Dispõe este normativo que estão isentos de custas <<as pessoas colectivas privadas sem fins lucrativos, quando actuem exclusivamente no âmbito das suas especiais atribuições ou para defender os interesses que lhe estão especialmente conferidos pelo respectivo estatuto ou nos termos de legislação que lhes seja aplicável>>.
Dúvidas não há de que a Ré é uma IPSS e de que estas são pessoas coletivas privadas sem fins lucrativos.
No entanto, a isenção subjetiva em análise está sujeita a outros requisitos além da inexistência de fins lucrativos, ou seja, aquelas IPSS têm de atuar exclusivamente no âmbito das suas especiais atribuições ou para defender os interesses que lhe estão especialmente conferidos.
“Trata-se de uma isenção de custas condicional, na medida em que só funciona em relação aos processos concernentes às suas especiais atribuições ou para defesa dos interesses conferidos pelo seu estatuto ou pela própria lei.
Nesta perspectiva, pode parecer que esta isenção não abrange as acções que tenham por objecto obrigações ou litígios derivados de contratos que essas pessoas celebrem com vista a obter meios para o exercício das suas atribuições.
Todavia, se o objecto de tais acções for instrumental em relação aos fins estatutários dessas entidades, propendemos a considerar serem abrangidas pela isenção de custas em análise>> - Salvador da Costa, Regualmento das Custas Processuais Anotado e Comentado, 2009, Almedina, pág. 146.
Ora, também nós partilhamos este entendimento.

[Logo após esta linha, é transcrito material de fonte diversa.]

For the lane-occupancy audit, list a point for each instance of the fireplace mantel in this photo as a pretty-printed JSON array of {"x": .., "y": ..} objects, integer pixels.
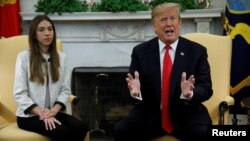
[{"x": 106, "y": 39}]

Significa isto que conforme se refere no despacho recorrido “esta isenção não abrange as acções que tenham por objecto obrigações ou litígios derivados de contratos que essas pessoas celebrem com vista a obter meios para o exercício das suas atribuições”.
<<I – A isenção mencionada no artº 4º/1 – f) do RCP (…) não abrange as acções interpostas contra instituições particulares de solidariedade social em que estas defendam interesses conexos com a relação laboral estabelecida com uma trabalhadora. (…)>> – Ac. da Relação de Coimbra de 13/12/2011, processo 68/08.1TTCBR-A.C2, disponível em www.dgsi.pt.

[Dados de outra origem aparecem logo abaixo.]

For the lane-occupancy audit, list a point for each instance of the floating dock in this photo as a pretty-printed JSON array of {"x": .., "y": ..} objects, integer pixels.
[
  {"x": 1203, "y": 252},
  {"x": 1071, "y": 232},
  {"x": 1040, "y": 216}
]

A Ré, como já referimos é uma IPSS (pessoa coletiva de utilidade pública) e prossegue, entre outras, as atividades de creche, educação pré-escolar, centro de acolhimento temporário, lar de idosos e serviço de apoio domiciliário.
Acontece que foi interposta contra a Ré a citada ação declarativa emergente de contrato de trabalho com vista ao reconhecimento dos créditos supra enunciados decorrentes da relação laboral que existiu entre a trabalhadora (docente do D…, instituição privada de ensino superior da qual a Ré é a entidade instituidora) e a ora Ré recorrente, pelo que, não estamos perante qualquer atuação exclusivamente no âmbito das suas especiais atribuições nem para defesa dos interesses que lhe estão especialmente conferidos pelo respectivo estatuto ou nos termos de legislação que lhes seja aplicável.

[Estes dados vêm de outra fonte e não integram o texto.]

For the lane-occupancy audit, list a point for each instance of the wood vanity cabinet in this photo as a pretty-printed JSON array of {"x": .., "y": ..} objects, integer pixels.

Conforme refere a Exm.ª Procuradora-Geral Adjunta <<a presente acção judicial insere-se no âmbito da defesa dos interesses especialmente conferidos ao “D…” pelo respectivo estatuto, e não no âmbito dos interesses da própria B… aqui recorrente que, como vimos e no que respeita ao ensino, se limitam à educação pré-escolar>>.

2ª questão
A Ré recorrente alega que beneficia da isenção prevista na alínea a) do artigo 1.º do D.L. n.º 09/85, de 09/01 para as IPSS.
Acontece que, este D.L. foi revogado pelo n.º 1, do artigo 25.º do D.L. nº 34/2008 que revogou as isenções de custas previstas em qualquer lei, regulamento ou portaria e conferidas a quaisquer entidades públicas ou privadas que não estejam previstas naquele.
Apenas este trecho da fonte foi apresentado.